What is the Authentic Church?

What is the Authentic Church

About six months ago, I visited an Anglican church. I was expecting to find a church more focused on liturgical ritual than authentic belief. I thought it would be made up of older people who attended because or convenience. I figured most of those people attended each Sunday because they were simply continuing the tradition they were raised in and it never occurred to them to stop. I assumed it would be readily apparent that the congregation was dwindling and slowly dying out. In other words, I expected a spiritually dead experience that was perpetuated out of cultural habit rather than authentic faith in God.

What I found could not have been more unexpected.

The congregation was young. The church seemed to be fostering the next generation as many of the families had kids. And yes, there were older people there as well, worshiping right alongside the children, providing a lively, multi-generational worship environment. People were friendly, authentic and welcoming. The church was part of a growing denomination. 

But what was most surprising was the discovery that almost no one there was raised Anglican. In fact, most of the congregation was so new to Anglicanism, every Sunday began with the Priest giving an explanation of part of the liturgy to a congregation somewhat unfamiliar with the worship style. The congregation was mostly made up of people just like me, with backgrounds in nondenominational, evangelical churches. I was surprised to learn that most of them were there for exactly the same reasons I was.

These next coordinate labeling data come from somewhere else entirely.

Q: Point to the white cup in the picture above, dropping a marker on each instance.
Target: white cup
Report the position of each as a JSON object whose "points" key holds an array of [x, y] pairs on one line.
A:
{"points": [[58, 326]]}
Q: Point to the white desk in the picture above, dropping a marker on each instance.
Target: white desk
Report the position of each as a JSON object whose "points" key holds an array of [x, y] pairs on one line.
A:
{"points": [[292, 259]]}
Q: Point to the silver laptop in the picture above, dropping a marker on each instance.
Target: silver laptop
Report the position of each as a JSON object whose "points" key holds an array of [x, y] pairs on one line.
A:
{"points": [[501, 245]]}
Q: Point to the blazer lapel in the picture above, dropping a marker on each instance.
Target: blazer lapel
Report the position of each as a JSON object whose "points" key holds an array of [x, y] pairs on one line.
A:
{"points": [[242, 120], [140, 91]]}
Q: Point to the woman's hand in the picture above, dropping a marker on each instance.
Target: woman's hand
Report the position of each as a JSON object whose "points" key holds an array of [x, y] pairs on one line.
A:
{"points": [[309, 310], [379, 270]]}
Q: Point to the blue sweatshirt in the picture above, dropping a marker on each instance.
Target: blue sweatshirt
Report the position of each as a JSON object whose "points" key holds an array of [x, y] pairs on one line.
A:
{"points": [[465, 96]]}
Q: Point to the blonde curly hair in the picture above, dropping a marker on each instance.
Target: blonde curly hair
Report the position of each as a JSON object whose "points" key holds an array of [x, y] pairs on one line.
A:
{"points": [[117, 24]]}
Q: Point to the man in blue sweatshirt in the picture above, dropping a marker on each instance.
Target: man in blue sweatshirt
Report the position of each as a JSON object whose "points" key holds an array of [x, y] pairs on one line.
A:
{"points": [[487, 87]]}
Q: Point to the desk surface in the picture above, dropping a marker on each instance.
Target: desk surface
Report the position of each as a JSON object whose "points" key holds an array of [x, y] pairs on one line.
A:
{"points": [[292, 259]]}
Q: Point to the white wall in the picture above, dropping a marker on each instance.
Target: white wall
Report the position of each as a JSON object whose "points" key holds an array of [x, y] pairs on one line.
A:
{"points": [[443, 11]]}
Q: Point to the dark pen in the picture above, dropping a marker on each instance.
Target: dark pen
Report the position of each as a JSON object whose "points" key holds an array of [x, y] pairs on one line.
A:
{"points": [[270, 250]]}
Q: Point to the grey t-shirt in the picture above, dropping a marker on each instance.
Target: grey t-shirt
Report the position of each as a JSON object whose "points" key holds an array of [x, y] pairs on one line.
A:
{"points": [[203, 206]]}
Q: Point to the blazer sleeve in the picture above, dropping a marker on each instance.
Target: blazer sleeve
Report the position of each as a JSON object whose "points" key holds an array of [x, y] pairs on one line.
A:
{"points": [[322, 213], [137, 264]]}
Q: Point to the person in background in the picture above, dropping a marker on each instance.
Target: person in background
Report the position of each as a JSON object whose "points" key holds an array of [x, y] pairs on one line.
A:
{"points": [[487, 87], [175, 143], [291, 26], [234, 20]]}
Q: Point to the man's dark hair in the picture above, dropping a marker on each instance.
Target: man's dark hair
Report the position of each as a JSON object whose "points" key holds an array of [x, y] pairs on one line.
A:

You would think you’d find the millennial Christian more at home in the local megachurch, with childcare, an espresso bar, sub-woofers and moving lights, an inspirational sermon, and a crowd large enough to keep you anonymous. But I think a lot of Christians in my generation have come to see through the showy performances of large, modern, evangelical church services. Instead, we want real community, authentic spirituality, and historical richness. We don’t want to watch something – we want to be a part of something.

My Search for the Authentic Church

I started this blog as a result of my search for the authentic church. I had come to the conclusion that the perfect church doesn’t exist; but that doesn’t mean that the church has failed. Rather, the church is a work in progress and it is always improving, as it has been since Jesus established it. As I learned more about how the church could improve, I wanted to share what God has been showing me with others. So I used this blog to share as I learned, and encourage Christians reject institutional traditional churches and move into a powerful, interactive community of disciples becoming like Jesus. 

But why should anyone take my word for it? What makes my opinion legitimate? With very little formal training, no official ministry position, and no one endorsing me for ministry, I’m just some random guy with a passion for Jesus. I started to see the value and necessity of leaders being endorsed by other Christian leaders and the Christian community as a whole. This is what we call ordination, or in the Bible, the laying on of hands. And I started to seek this partnership in ministry, I realized that some people have this calling for spiritual leadership, and some people don’t. In order to support that calling, I accepted that paying clergy is biblical and established by God from the beginning of the church. 

All of this was gradually breaking down my dogma that the institution of the church was standing in the way of spiritual maturity. In fact, the institution is needed for ordaining and supporting those who are called to spiritual leadership.

Finding the Authentic Church

I have written about seven areas where I thought the institutional church needed improvement: community, interactivity, order, supernatural power, activities for edification, focus on disciples rather than outreach, and teaching the true gospel. These seven areas focus on allowing the congregation to participate in worship rather than just observe. Many of my critiques have been based on my experience with evangelical, fundamentalist, protestant Christianity – in other words, modern American churches. But there is so much more to Christianity than my limited religious culture and experience.

As I warmed up to the idea that church institutions might not be all bad, I started learning more about other denominations. And as I explored these denominations, I was very surprised to learn that there were denominations that didn’t need these seven areas improved at all because they were already worshiping the way that I outlined. But even more surprising, they hadn’t gone through a revival or reformation – all they did was stay true to the ancient forms of worship that were passed on to them from the apostles! So my seven areas of improvement were irrelevant, because not only did they already exist, but they've existed since the beginning of Christianity! Changing church wasn't the solution, it was the problem.

What I discovered is liturgical worship. Now, I still don’t think there is a perfect church, and liturgical churches aren’t perfect. But finding a worship style that is aligned with what I’ve been looking for in an authentic church for decades is really exciting and surprising to me.